Polda Bengkulu Tangkap Dua Tersangka Kasus Narkotika

Polda Bengkulu Tangkap Dua Tersangka Kasus Narkotika.Jumat(9/8)(Rizon - teropongpublik.co.id)

TEROPONGPUBLIK.CO.ID  >>><<<  Polda Bengkulu, melalui Direktorat Reserse Narkoba (Ditresnarkoba), berhasil menangkap dua pelaku kasus penyalahgunaan narkotika jenis sabu. Penangkapan ini melibatkan dua orang tersangka, yaitu D (48) dan HEL (38), dan dilakukan pada Selasa, 6 Agustus 2024, sekitar pukul 09.30 WIB.

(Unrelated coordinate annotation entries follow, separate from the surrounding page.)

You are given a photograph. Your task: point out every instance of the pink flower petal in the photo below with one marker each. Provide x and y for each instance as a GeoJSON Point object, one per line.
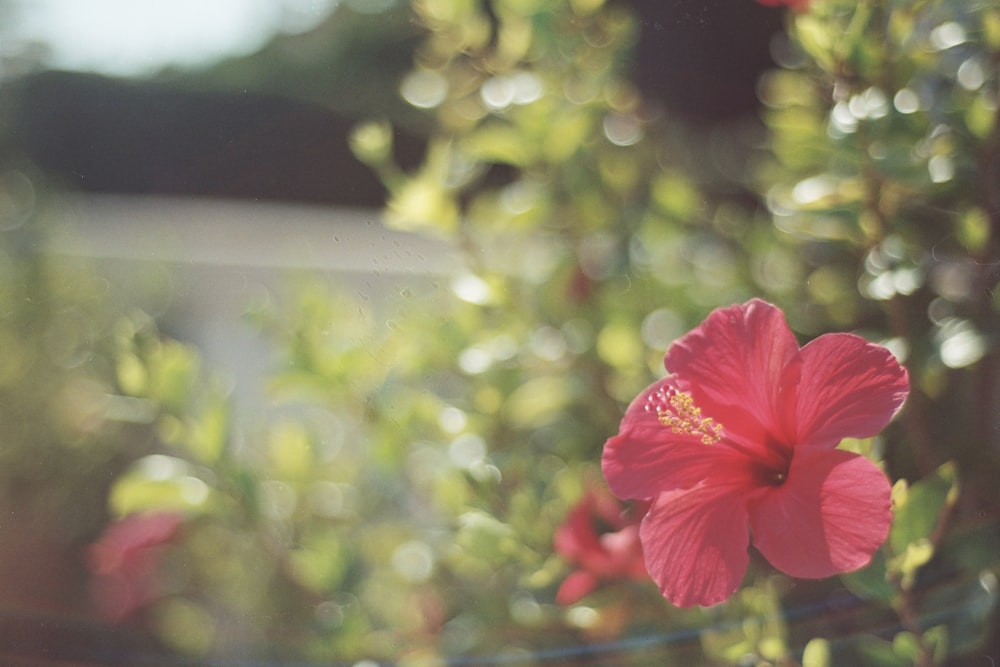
{"type": "Point", "coordinates": [829, 517]}
{"type": "Point", "coordinates": [647, 458]}
{"type": "Point", "coordinates": [695, 542]}
{"type": "Point", "coordinates": [742, 365]}
{"type": "Point", "coordinates": [849, 388]}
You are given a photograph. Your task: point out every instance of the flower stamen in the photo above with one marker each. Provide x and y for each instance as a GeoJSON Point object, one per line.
{"type": "Point", "coordinates": [684, 418]}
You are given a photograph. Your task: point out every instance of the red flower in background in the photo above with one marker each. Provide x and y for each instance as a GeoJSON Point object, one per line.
{"type": "Point", "coordinates": [125, 561]}
{"type": "Point", "coordinates": [741, 439]}
{"type": "Point", "coordinates": [601, 537]}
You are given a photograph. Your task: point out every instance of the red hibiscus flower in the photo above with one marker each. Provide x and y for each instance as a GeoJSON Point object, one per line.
{"type": "Point", "coordinates": [125, 561]}
{"type": "Point", "coordinates": [740, 438]}
{"type": "Point", "coordinates": [601, 537]}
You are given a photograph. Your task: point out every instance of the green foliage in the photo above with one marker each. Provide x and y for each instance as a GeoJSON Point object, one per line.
{"type": "Point", "coordinates": [401, 504]}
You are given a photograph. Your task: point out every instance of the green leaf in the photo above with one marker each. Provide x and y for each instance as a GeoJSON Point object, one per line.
{"type": "Point", "coordinates": [918, 510]}
{"type": "Point", "coordinates": [870, 583]}
{"type": "Point", "coordinates": [817, 653]}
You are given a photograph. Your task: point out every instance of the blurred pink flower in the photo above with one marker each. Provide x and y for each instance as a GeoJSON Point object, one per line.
{"type": "Point", "coordinates": [125, 560]}
{"type": "Point", "coordinates": [601, 537]}
{"type": "Point", "coordinates": [740, 438]}
{"type": "Point", "coordinates": [797, 5]}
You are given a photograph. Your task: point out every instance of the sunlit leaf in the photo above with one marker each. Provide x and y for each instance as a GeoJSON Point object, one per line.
{"type": "Point", "coordinates": [918, 514]}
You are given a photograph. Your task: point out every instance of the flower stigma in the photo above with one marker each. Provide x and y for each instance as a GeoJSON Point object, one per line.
{"type": "Point", "coordinates": [684, 418]}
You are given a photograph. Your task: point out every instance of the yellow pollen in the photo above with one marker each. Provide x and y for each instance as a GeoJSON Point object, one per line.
{"type": "Point", "coordinates": [684, 417]}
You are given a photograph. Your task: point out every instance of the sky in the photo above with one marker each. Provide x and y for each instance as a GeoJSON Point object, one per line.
{"type": "Point", "coordinates": [135, 37]}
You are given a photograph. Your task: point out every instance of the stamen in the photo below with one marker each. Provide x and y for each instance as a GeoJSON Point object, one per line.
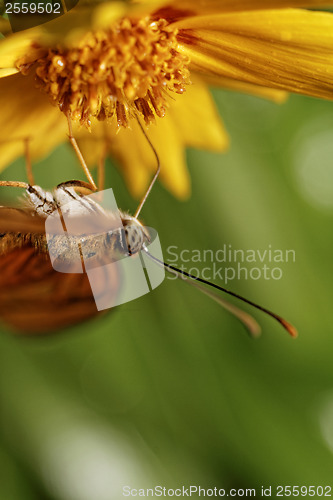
{"type": "Point", "coordinates": [129, 68]}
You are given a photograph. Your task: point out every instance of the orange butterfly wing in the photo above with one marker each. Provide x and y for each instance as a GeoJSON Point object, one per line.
{"type": "Point", "coordinates": [34, 298]}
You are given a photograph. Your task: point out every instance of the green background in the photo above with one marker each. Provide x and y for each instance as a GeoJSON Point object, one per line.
{"type": "Point", "coordinates": [169, 389]}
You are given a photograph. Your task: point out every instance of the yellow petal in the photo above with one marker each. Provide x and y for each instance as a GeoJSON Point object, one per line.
{"type": "Point", "coordinates": [197, 120]}
{"type": "Point", "coordinates": [209, 6]}
{"type": "Point", "coordinates": [277, 96]}
{"type": "Point", "coordinates": [26, 112]}
{"type": "Point", "coordinates": [15, 46]}
{"type": "Point", "coordinates": [283, 49]}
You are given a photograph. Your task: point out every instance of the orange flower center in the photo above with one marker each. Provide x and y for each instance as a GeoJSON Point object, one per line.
{"type": "Point", "coordinates": [127, 69]}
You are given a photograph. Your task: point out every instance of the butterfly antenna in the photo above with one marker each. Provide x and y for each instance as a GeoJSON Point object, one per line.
{"type": "Point", "coordinates": [174, 270]}
{"type": "Point", "coordinates": [158, 168]}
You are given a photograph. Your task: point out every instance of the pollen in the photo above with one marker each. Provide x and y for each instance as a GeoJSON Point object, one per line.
{"type": "Point", "coordinates": [132, 68]}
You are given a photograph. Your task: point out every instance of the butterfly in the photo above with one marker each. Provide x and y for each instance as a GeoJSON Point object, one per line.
{"type": "Point", "coordinates": [35, 298]}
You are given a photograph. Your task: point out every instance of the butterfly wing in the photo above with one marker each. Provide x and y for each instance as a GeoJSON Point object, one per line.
{"type": "Point", "coordinates": [34, 298]}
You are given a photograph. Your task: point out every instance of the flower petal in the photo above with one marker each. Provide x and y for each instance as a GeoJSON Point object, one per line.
{"type": "Point", "coordinates": [26, 113]}
{"type": "Point", "coordinates": [283, 49]}
{"type": "Point", "coordinates": [277, 96]}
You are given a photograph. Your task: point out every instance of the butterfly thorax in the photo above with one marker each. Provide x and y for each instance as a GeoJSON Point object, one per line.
{"type": "Point", "coordinates": [95, 240]}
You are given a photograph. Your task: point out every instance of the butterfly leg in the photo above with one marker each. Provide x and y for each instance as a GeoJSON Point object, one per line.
{"type": "Point", "coordinates": [158, 168]}
{"type": "Point", "coordinates": [80, 156]}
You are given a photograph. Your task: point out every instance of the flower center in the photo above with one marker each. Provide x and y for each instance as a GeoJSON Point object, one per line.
{"type": "Point", "coordinates": [127, 69]}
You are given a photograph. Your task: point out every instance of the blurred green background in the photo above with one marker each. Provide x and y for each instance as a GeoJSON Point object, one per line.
{"type": "Point", "coordinates": [169, 389]}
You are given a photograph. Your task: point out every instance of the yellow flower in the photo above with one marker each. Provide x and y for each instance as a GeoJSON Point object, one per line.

Dalam konferensi pers yang digelar pada 9 Agustus 2024, Wakil Direktur Reserse Narkoba AKBP Tonny Kurniawan, S.Ik., M.Si., bersama Paur Pensat Bidhumas Polda Bengkulu Iptu Desty Sukarlia Sari, memaparkan bahwa penangkapan ini merupakan hasil kerja keras dari personel Subdit I Ditresnarkoba Polda Bengkulu. Penangkapan pertama kali dilakukan di sebuah kedai kopi di Jl. Telaga Dewa V, Kota Bengkulu, dan dilanjutkan dengan penggeledahan di tempat tinggal pelaku.

"Waktu itu kami langsung melakukan penangkapan terhadap tersangka D dan melakukan penggeledahan baik pada tubuh tersangka maupun di rumahnya," jelas AKBP Tonny Kurniawan.

Hasil dari penggeledahan tersebut, ditemukan satu paket sabu yang disembunyikan di dalam kotak kartu remi. Berdasarkan interogasi, diketahui bahwa D membeli narkotika tersebut dari HEL.

Dengan informasi tersebut, Subdit I kemudian melakukan penggerebekan di rumah HEL. HEL ditangkap ketika baru saja tiba di kediaman D. Namun, saat penggeledahan di lokasi tersebut tidak ditemukan barang bukti. Selanjutnya, Subdit I melakukan pemeriksaan lebih lanjut di rumah HEL dan menemukan lima paket sabu yang disembunyikan di samping rumahnya.

"Dari hasil penggeledahan di rumah HEL, kami berhasil menemukan lima paket sabu. Ini menunjukkan jaringan distribusi narkotika yang cukup aktif," ungkap Wadir Resnarkoba.

Kedua tersangka kini dihadapkan pada ancaman hukum berat sesuai dengan Pasal 114 ayat (1) Jo Pasal 132 ayat (1) subs Pasal 112 ayat (1) Undang-Undang Nomor 35 Tahun 2009 tentang Narkotika. Mereka terancam pidana penjara minimal lima tahun dan maksimal dua puluh tahun, serta denda paling sedikit satu miliar rupiah dan maksimal sepuluh miliar rupiah.